Bucketsquatting is (finally) dead
111 points
3 hours ago
| 11 comments
| onecloudplease.com
| HN
josephg
1 hour ago
[-]
Sometimes I wonder if package names, bucket names, github account names and so on should use a naming scheme like discord. Eg, @sometag-xxxx where xxxx is a random 4 digit code. Its sort of a middleground between UUID account names and completely human generated names.

This approach goes a long way toward democratizing the name space, since nobody can "own" the tag prefix. (10000 people can all share it). This can also be used to prevent squatting and reuse attacks - just burn the full account name if the corresponding user account is ever shut down. And it prevents early users from being able to snap up all the good names.

reply
jorams
1 hour ago
[-]
Notably Discord stopped using that format two years ago, moving to globally unique usernames.

Their stated reason[1] for doing so being:

> This lets you have the same username as someone else as long as you have different discriminators or different case letters. However, this also means you have to remember a set of 4-digit numbers and account for case sensitivity to connect with your friends.

[1]: https://support.discord.com/hc/en-us/articles/12620128861463...

reply
thaumasiotes
17 minutes ago
[-]
The stated reason is obviously not able to justify the change; either they have an internal reason they're not willing to admit to, or someone at Discord just went crazy.

Imagine trying to connect with your friends... by telephone.

reply
juliangmp
31 minutes ago
[-]
It was honestly a downgrade i ended up just putting the 4 digits I had before at the end of my username cause surprise the name was taken immediately
reply
ffsm8
13 minutes ago
[-]
I haven't logged in since . I wonder if they'll delete my account eventually - as I essentially don't have a username because of that
reply
rithdmc
1 hour ago
[-]
I like it for buckets, but adding a four digit code won't help with the package hijacking side of things - in fact might just introduce more typo/hijack potential. It'll just be four more characters for people to typo.
reply
fc417fc802
30 minutes ago
[-]
IMO a better general solution is UUIDs and a petname system, at least as far as chat apps are concerned.

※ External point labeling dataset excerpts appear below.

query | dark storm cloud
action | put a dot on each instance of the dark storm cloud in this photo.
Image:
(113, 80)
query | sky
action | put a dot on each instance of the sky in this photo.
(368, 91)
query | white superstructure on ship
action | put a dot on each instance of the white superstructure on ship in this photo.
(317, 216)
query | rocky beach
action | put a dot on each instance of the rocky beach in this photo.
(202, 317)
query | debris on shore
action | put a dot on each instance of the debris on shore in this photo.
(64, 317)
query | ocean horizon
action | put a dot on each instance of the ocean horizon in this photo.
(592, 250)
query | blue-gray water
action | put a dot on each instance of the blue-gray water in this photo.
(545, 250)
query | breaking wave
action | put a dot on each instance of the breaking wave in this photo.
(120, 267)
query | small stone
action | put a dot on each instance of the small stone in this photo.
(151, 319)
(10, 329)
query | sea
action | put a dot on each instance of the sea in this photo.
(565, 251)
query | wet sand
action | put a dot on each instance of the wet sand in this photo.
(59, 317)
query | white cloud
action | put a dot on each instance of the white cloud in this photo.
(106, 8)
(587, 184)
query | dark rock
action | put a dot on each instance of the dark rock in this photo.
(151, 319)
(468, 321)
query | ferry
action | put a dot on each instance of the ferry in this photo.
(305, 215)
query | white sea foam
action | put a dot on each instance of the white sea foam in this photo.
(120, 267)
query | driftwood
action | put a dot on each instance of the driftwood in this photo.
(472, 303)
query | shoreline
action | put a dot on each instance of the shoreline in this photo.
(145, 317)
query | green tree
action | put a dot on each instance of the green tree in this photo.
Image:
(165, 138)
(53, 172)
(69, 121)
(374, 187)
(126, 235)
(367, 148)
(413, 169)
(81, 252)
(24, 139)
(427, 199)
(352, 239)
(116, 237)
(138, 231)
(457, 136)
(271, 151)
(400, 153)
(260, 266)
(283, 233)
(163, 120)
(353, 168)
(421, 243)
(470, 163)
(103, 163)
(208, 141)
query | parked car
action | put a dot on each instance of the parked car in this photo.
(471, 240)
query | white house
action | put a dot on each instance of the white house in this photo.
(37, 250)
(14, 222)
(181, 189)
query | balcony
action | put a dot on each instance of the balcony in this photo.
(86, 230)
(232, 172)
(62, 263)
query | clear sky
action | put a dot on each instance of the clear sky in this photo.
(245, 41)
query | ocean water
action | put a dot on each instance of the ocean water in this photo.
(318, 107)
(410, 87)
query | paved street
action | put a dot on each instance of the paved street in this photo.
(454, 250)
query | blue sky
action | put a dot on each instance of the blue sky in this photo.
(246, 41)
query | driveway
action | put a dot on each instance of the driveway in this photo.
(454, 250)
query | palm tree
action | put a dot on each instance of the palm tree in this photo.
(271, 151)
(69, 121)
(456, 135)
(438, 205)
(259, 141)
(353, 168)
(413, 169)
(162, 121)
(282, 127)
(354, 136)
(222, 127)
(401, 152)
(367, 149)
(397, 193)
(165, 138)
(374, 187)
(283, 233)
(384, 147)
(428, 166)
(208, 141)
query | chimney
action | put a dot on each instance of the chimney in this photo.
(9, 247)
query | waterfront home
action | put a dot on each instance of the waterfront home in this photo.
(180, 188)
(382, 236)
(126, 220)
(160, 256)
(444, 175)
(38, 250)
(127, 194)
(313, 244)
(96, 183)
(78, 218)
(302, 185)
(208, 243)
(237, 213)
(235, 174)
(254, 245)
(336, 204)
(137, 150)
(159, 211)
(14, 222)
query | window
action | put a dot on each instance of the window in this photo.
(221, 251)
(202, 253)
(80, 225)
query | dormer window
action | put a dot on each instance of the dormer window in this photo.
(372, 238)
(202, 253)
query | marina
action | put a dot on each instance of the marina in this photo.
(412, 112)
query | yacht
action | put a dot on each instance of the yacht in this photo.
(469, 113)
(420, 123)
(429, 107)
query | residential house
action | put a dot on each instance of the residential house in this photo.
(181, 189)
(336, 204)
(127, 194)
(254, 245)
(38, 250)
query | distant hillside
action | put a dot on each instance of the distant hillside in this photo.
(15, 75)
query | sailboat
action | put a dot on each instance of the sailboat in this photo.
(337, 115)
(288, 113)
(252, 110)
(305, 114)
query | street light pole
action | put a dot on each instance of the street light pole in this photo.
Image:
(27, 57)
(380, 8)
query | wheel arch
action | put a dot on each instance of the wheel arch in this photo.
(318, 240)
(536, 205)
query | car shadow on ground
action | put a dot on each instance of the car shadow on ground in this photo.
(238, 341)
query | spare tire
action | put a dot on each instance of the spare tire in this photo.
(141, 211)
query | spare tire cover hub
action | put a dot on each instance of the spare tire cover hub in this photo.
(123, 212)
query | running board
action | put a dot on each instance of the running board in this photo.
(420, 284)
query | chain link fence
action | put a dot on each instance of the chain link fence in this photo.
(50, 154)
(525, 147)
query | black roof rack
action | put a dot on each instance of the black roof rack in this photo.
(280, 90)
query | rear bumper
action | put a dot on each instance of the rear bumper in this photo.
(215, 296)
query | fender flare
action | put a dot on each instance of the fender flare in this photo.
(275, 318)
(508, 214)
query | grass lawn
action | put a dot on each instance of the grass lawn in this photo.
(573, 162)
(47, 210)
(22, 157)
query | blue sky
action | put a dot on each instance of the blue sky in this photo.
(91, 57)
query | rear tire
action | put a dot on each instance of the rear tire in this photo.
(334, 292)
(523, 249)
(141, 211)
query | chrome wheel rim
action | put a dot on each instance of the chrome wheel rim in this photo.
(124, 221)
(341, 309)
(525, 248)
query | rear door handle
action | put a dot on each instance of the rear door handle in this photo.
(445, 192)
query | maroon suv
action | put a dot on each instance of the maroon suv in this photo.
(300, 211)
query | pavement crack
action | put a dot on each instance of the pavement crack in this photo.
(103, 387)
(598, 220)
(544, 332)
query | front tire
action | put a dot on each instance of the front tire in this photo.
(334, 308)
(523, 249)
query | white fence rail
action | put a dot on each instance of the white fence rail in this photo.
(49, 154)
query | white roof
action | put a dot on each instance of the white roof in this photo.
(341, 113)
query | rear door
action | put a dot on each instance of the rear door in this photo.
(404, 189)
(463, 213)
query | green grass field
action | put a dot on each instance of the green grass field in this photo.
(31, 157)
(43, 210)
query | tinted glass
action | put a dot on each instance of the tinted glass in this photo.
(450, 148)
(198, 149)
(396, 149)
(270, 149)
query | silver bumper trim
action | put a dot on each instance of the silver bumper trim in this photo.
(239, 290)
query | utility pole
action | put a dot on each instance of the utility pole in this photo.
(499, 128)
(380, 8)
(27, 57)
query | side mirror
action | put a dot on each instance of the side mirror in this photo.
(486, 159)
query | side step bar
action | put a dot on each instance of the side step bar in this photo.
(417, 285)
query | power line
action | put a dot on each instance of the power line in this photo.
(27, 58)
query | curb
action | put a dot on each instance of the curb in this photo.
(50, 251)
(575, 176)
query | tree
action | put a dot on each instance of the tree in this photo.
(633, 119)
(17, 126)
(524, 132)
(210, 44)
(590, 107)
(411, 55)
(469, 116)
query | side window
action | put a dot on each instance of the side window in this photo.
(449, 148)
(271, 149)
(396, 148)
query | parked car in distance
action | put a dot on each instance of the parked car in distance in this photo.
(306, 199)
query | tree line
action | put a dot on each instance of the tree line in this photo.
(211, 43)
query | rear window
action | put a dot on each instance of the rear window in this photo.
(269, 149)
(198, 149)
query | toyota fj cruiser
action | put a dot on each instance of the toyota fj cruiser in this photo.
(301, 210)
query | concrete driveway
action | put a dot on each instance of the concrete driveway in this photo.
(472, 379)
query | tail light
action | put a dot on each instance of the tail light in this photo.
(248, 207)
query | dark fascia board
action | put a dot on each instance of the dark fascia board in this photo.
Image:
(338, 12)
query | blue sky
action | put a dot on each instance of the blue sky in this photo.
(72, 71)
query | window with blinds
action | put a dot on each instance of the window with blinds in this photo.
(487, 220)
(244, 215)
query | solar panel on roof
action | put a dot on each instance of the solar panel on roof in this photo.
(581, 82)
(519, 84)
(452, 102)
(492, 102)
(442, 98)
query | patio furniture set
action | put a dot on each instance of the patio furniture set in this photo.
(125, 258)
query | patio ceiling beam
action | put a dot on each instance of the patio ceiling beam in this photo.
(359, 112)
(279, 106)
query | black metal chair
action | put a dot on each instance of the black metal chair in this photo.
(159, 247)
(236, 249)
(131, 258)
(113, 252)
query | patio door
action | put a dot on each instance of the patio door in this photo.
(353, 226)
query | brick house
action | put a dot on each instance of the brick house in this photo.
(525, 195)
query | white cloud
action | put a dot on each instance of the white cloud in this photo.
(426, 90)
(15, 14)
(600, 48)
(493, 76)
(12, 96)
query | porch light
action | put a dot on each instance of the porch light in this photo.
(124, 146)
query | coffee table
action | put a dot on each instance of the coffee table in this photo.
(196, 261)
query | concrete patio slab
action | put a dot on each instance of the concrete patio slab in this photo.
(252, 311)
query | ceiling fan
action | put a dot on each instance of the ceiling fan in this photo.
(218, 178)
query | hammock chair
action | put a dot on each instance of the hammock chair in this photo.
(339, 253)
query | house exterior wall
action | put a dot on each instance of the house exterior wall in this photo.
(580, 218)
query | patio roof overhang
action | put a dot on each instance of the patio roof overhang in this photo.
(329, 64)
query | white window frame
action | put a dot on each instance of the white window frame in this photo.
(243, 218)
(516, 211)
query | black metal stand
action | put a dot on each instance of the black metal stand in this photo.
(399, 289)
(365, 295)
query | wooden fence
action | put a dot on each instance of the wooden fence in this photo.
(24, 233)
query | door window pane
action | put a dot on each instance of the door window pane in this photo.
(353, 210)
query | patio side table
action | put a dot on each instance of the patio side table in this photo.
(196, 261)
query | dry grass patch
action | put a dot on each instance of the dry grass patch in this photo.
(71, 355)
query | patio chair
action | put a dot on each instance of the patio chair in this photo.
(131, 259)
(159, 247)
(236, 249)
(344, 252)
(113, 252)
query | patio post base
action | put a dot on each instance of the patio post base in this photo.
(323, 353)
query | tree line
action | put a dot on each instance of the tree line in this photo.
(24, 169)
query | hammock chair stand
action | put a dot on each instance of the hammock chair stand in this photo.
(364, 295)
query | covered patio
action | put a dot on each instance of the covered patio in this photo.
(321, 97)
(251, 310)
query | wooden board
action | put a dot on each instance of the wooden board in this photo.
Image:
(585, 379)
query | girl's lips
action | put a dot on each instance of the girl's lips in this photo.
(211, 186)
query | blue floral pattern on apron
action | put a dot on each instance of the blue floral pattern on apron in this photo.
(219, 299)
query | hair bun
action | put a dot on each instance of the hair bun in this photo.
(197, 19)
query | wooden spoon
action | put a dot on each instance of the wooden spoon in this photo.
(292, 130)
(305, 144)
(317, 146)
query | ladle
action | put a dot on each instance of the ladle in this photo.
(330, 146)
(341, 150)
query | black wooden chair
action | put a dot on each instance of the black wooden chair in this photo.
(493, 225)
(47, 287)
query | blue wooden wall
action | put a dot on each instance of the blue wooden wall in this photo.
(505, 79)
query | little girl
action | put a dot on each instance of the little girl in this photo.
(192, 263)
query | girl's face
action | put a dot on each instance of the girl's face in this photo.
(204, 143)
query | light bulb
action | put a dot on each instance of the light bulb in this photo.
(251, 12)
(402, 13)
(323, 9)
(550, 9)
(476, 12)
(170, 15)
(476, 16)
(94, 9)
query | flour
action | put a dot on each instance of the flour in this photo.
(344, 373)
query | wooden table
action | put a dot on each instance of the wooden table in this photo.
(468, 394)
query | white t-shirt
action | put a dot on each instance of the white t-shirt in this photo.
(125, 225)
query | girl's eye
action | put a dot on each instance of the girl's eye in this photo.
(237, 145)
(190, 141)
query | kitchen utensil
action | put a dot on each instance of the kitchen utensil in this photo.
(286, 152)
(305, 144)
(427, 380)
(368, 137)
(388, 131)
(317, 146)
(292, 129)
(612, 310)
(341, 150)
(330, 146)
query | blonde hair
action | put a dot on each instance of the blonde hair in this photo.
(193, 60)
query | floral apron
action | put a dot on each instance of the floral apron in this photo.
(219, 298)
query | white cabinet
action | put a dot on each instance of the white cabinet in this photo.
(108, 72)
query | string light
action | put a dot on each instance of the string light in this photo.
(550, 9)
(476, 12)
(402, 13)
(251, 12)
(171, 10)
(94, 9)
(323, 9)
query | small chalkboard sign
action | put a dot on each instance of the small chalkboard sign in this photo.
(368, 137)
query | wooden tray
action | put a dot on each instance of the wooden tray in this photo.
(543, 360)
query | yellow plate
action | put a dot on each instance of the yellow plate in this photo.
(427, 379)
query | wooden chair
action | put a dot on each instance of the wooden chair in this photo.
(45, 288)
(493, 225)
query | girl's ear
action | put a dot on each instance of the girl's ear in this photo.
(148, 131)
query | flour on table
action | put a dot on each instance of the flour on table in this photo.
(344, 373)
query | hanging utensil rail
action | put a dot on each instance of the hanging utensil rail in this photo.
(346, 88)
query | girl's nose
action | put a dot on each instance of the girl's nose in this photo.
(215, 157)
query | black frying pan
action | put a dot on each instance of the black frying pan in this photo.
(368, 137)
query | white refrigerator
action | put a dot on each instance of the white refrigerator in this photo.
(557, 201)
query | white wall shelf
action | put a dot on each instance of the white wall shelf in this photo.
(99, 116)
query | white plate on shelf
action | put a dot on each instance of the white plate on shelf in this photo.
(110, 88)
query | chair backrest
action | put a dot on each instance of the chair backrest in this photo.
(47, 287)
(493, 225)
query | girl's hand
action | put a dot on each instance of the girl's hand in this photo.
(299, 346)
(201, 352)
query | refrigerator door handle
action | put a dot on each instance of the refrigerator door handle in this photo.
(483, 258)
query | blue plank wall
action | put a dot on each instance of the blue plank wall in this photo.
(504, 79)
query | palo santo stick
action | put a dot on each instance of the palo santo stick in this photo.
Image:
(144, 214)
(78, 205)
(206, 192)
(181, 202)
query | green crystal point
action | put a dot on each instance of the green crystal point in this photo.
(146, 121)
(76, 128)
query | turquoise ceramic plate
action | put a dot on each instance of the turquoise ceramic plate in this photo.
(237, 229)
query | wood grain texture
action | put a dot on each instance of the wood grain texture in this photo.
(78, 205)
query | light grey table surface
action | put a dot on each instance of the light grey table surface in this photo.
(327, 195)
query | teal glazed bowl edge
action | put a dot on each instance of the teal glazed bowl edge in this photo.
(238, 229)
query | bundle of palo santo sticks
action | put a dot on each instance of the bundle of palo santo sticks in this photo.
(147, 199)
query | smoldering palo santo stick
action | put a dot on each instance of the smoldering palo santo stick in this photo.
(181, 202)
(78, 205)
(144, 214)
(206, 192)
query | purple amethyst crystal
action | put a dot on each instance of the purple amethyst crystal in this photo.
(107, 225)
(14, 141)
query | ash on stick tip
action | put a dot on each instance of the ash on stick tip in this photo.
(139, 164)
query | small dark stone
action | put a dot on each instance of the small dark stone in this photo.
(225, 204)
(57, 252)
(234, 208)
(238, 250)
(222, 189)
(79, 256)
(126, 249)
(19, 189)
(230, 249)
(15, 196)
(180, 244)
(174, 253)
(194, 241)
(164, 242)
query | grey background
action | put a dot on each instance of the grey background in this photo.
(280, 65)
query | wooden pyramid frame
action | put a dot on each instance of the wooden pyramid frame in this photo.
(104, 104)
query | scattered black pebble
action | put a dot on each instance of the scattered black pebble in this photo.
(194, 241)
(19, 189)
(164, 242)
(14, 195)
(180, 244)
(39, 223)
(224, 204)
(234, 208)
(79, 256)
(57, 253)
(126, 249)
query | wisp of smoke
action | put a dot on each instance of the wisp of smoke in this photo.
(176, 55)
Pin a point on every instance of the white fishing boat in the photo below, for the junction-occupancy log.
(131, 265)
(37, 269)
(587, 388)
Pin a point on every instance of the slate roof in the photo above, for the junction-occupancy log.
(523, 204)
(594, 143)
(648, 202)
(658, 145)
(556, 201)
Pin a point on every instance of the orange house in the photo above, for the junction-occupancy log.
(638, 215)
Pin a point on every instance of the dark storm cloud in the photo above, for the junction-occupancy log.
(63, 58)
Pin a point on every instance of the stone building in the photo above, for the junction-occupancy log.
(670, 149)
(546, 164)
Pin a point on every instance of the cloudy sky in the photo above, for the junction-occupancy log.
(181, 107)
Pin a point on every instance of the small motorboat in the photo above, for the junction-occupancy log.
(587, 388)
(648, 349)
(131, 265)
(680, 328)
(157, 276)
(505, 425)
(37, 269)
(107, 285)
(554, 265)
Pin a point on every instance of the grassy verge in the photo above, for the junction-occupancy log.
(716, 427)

For buckets I thought easy to use names was a key feature in most cases. Otherwise why not assign randomly generated single use names? But now that they're adding a namespace that incorporates the account name - an unwieldy numeric ID - I don't understand.

In the case of buckets isn't it better to use your own domain anyway?

reply
donmcronald
1 hour ago
[-]
I just want to be able to use a verified domain; @example.com everywhere.
reply
Cthulhu_
1 hour ago
[-]
That still has "squatting" risks as described in the original article though, domains expire and / or can be taken over.
reply
fc417fc802
22 minutes ago
[-]
But you already have a domain for whatever you're doing so presumably that's going to be a threat either way.

For particularly high risk activities if circumstances permit you can sidestep the entire issue by adding a layer of verification using a preshared public key. As an arbitrary example, on android installing an app with the same name but different signing key won't work. It essentially implements a TOFU model to verify the developer.

reply
vhab
2 hours ago
[-]
> For Azure Blob Storage, storage accounts are scoped with an account name and container name, so this is far less of a concern.

The author probably misunderstood what "account name" is in Azure Storage's context, as it's pretty much the equivalent of S3's bucket name, and is definitely still a large concern.

A single pool of unique names for storage accounts across all customers has been a very large source of frustration, especially with the really short name limit of only 24 characters.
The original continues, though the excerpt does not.